1. Introduction to Lightroom, Strengths and Weaknesses

Light Room is not the first photo editing software ever made. The first industry standard for photo editing was Photoshop, first written in 1987, and distributed in 1988. Photoshop was the first software to take the basic tools of a real photography dark room and digitize them. Light Room was created many years later in 2007, as a way to improve and streamline the editing and file management processes for photographers, whereas Photoshop, ironically, became more and more of a digital painter’s tool.

Lightroom has several advantages over Photoshop. The most important is you can’t damage the image (losing information) as you edit your photos. When you edit in Photoshop, there are several ways you can accidentally cut out details, and if you save it that way, there’s no way to undo the damage. Photoshop also works better with jpeg images, and every time you save a jpeg, it compresses the image, further reducing detail.

In Light Room, it remembers exactly how the image was at the beginning as well as every change you make, saving all the stages, and you can always go back to or undo any of those stages at any time. You can right click on an image and select “make a virtual copy”. It doesn’t take any extra space in your hard drive. The file name will be copy 1. You can do anything to it. Turn it black and white, crop it, add or remove noise, do anything to it. This is true for every kind of image file. You can make hundreds of edits to an image and never hurt the original file. And, you don’t have to keep renaming the file in different stages, taking up more and more of your hard drive space.

Photo editing is also faster in Light Room. According to Chris Parker, what used to take a week to edit, now only takes a few hours. This is because Light Room uses AI to go ahead and edit many images at once, based on what you did to one similar image. And if the AI isn’t perfect, that doesn’t matter, because, again, you can always go back to the original state and/or tweak it how you like.
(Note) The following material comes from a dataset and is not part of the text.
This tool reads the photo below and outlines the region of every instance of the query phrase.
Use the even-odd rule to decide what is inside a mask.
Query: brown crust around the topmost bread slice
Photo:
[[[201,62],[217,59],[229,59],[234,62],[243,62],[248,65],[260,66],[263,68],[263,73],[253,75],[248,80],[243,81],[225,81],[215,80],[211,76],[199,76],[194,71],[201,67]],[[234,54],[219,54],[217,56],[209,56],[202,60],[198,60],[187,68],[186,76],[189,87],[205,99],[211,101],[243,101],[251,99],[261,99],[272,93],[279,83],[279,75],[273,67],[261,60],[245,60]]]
Another time saving tool are the hash tags you can add to your images and then search for them in Light Room. You can also sync Light Room to the Cloud. You upload your pics to the Cloud and you can edit them on any computer/iPad and it’ll save changes on the Cloud to all your devices at once. Some photographers have editors on hand to quickly edit and send pics to ESPN and other places while they’re shooting on location.
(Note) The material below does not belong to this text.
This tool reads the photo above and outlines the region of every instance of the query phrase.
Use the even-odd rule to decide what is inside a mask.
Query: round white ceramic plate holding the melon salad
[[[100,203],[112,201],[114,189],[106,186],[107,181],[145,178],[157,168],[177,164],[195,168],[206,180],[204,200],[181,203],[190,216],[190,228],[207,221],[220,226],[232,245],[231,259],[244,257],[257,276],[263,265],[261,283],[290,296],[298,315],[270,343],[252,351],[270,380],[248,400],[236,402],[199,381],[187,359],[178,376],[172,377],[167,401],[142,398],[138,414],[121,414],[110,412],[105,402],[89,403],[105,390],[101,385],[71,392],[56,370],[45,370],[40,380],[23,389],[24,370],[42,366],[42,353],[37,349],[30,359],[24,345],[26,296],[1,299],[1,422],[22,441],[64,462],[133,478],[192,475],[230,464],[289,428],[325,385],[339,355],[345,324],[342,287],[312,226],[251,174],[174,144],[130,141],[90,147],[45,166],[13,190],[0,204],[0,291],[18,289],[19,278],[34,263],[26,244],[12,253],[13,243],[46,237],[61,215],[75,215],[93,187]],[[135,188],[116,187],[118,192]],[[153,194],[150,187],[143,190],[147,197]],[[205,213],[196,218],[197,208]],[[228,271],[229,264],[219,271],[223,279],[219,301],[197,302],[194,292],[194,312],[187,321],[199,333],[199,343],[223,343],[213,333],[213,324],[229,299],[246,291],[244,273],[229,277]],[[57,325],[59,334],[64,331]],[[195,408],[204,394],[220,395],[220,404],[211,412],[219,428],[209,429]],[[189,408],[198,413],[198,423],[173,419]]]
Light Room Flaws & Their Solutions:

1. Upscaling.

Let’s say you want to digitally increase the resolution of your image – especially important if you’ve cropped a small part of it. Light Room doesn’t do this. You can do it in Photoshop, or better yet, Adobe Camera Raw and you can double the size, and it’s a better quality than what Photoshop can do.
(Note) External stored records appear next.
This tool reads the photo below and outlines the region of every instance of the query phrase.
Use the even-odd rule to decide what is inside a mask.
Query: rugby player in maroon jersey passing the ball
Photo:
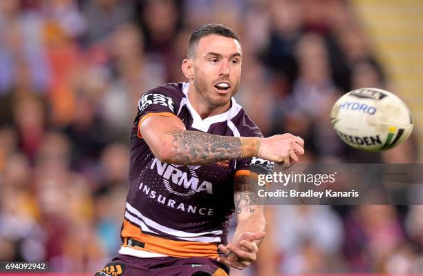
[[[290,134],[263,138],[232,97],[241,61],[233,30],[200,27],[182,61],[189,81],[140,97],[123,244],[97,275],[228,275],[229,266],[254,262],[265,237],[257,175],[272,173],[274,162],[295,164],[304,142]],[[234,211],[237,227],[228,243]]]

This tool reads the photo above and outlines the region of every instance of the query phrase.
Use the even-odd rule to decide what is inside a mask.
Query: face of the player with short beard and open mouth
[[[211,34],[198,41],[194,86],[212,108],[225,106],[241,80],[241,45],[236,39]]]

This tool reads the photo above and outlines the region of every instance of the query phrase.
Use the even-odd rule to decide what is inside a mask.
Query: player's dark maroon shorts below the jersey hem
[[[229,267],[209,257],[139,258],[118,255],[95,276],[228,276]]]

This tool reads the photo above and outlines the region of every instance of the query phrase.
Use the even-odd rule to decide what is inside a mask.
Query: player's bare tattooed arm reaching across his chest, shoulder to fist
[[[189,131],[178,117],[152,116],[140,132],[153,154],[166,163],[205,165],[216,161],[261,157],[290,166],[303,155],[303,139],[294,135],[269,138],[227,137]]]

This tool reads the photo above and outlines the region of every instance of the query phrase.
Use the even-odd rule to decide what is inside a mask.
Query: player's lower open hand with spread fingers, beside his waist
[[[219,256],[217,261],[237,269],[244,269],[256,260],[259,251],[257,240],[263,239],[266,233],[263,231],[251,233],[244,232],[234,239],[233,244],[219,244],[218,249],[226,256]]]

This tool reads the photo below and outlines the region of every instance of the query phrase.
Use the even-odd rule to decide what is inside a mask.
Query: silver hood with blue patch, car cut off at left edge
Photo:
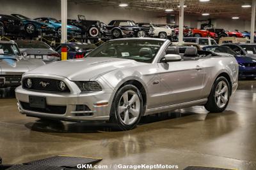
[[[44,62],[36,59],[24,59],[24,57],[14,55],[0,55],[1,74],[20,75],[42,65],[44,65]]]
2. De-Noise Option is Outdated

So, Light Room hasn’t updated their De-Noise functions in a long time. It’s okay for lower ISO’s, but for 800 and higher, it’s not great. If you use Luminance too far, you lose all the image detail, it gets smoothed out. Chris Parker recommends using the TOPAZ plugin.

Lightroom vs. Lightroom Classic

Answer coming soon...

The Cost of Light Room and Free Alternatives

Light Room Classic costs $10 a month or $120 a year. The student price is currently $20 a month for the full Adobe cloud. In February 2019 Adobe stopped supporting Light Room 6 – the last copy you could buy outright. You may be able to find versions of Light Room 6 on Amazon or Ebay.

You can buy Capture 1 outright or subscribe to it, and Darktable is phenomenal freeware. Darktable is slower to fix errors or enhance features than Adobe because Adobe hires 500 people to push through these things. Darktable doesn’t have those kinds of resources. Another option is Luminar Neo which uses powerful AI editing software, and you can simply buy once.